Dans le film, elle incarne une journaliste américaine bloquée sans passeport dans le Nicaragua d’aujourd’hui en pleine période électorale et qui va vivre une dangereuse liaison avec un mystérieux Anglais interprété par Joe Alwyn. Le Nicaragua étant devenu inaccessible à cause des élections de novembre 2021 qui ont déstabilisé le pays, la réalisatrice a délocalisé son tournage au Panama, le pays où le père de Qualley a déménagé lorsqu’elle avait 14 ans et où l’actrice a retrouvé certains de ses repères d’adolescence.

L’hôtel où le personnage de Daniel élit domicile est celui où elle a séjourné la première fois qu’elle s’est rendue dans le pays et elle a aussi retrouvé le casino et le restaurant qu’elle fréquentait avec son père. À la fin du tournage, l’actrice est rentrée à la maison avec lui dans ses bagages, “le meilleur scénario possible”.

“Plus jeune, j’aurais détesté avoir de la visite sur un tournage. Mais je ne vis plus avec mes parents depuis que j’ai 14 ans car j’étais en internat puis j’ai déménagé à New York seule. Aujourd’hui, je suis prête à traîner à nouveau avec eux.”

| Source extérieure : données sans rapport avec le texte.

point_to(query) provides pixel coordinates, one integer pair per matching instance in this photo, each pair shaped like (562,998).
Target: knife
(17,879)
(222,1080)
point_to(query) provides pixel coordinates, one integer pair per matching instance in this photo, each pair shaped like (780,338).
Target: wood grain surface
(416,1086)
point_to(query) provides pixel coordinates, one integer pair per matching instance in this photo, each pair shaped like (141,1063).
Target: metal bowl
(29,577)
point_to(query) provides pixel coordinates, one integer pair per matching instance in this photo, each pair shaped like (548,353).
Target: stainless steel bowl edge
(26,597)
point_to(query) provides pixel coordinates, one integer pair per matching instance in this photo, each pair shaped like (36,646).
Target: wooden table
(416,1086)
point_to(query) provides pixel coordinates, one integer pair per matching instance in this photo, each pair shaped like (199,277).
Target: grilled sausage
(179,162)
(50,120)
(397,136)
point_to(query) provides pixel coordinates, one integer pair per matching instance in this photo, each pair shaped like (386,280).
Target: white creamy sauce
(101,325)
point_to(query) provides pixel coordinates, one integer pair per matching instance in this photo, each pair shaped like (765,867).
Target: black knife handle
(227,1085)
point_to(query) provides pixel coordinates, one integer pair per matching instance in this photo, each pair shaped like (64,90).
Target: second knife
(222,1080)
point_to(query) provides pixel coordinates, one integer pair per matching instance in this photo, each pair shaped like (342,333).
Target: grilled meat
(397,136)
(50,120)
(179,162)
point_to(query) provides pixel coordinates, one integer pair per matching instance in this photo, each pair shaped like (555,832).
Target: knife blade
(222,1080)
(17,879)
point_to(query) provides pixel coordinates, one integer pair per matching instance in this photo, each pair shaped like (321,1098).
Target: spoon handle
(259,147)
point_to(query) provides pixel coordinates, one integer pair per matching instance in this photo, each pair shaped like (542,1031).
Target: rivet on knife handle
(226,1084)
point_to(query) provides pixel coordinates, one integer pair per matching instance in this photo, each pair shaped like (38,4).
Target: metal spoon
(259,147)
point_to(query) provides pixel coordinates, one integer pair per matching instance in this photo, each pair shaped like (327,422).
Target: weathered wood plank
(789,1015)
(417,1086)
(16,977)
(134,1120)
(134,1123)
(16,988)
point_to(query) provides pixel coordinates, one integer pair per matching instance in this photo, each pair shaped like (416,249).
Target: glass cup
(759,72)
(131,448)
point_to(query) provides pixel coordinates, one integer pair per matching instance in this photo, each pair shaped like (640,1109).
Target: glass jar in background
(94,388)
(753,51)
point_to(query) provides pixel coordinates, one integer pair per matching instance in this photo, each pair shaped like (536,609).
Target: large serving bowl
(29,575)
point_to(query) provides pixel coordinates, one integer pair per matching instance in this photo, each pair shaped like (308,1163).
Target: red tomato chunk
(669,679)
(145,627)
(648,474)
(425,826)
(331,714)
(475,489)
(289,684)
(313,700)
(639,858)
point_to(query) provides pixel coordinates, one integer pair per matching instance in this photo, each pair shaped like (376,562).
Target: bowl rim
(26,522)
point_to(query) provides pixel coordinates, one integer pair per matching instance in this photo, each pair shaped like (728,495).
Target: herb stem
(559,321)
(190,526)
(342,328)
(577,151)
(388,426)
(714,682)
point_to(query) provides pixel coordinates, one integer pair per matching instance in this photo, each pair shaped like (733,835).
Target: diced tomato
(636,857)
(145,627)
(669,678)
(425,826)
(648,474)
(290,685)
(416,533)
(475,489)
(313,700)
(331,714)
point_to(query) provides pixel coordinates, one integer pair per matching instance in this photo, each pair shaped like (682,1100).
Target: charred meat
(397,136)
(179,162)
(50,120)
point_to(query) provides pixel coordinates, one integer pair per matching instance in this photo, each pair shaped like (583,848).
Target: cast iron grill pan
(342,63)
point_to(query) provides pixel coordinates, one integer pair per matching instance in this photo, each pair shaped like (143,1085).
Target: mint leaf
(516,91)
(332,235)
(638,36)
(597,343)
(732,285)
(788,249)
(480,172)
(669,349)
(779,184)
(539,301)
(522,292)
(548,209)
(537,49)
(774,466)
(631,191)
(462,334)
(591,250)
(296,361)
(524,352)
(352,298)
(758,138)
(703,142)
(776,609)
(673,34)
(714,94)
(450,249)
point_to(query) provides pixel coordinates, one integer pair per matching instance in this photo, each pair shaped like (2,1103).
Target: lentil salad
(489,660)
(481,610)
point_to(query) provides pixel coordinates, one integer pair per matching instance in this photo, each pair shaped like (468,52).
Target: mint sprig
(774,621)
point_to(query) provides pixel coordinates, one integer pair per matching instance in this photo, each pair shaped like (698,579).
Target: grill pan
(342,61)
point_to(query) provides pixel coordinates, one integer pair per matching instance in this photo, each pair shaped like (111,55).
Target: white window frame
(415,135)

On attend désormais Margaret Qualley dans sa toute première comédie, Drive-Away Dolls, un “road trip lesbien burlesque” réalisé en solo par Ethan Cohen, pour la première fois sans son frère Joel. Une comédie qui s’est fait désirer pour cette immense admiratrice d’Adam Sandler, “le meilleur des meilleurs”, dont elle aime tous les films, Big Daddy, Waterboy et Happy Gilmore, “ces comédies à l’ancienne avec lesquelles [elle a] grandi et qui ont touché [son] cœur”, en tête. Il est certain que l’enfant “bruyante, bavarde et maladroite” qu’elle était n’a pas totalement disparu.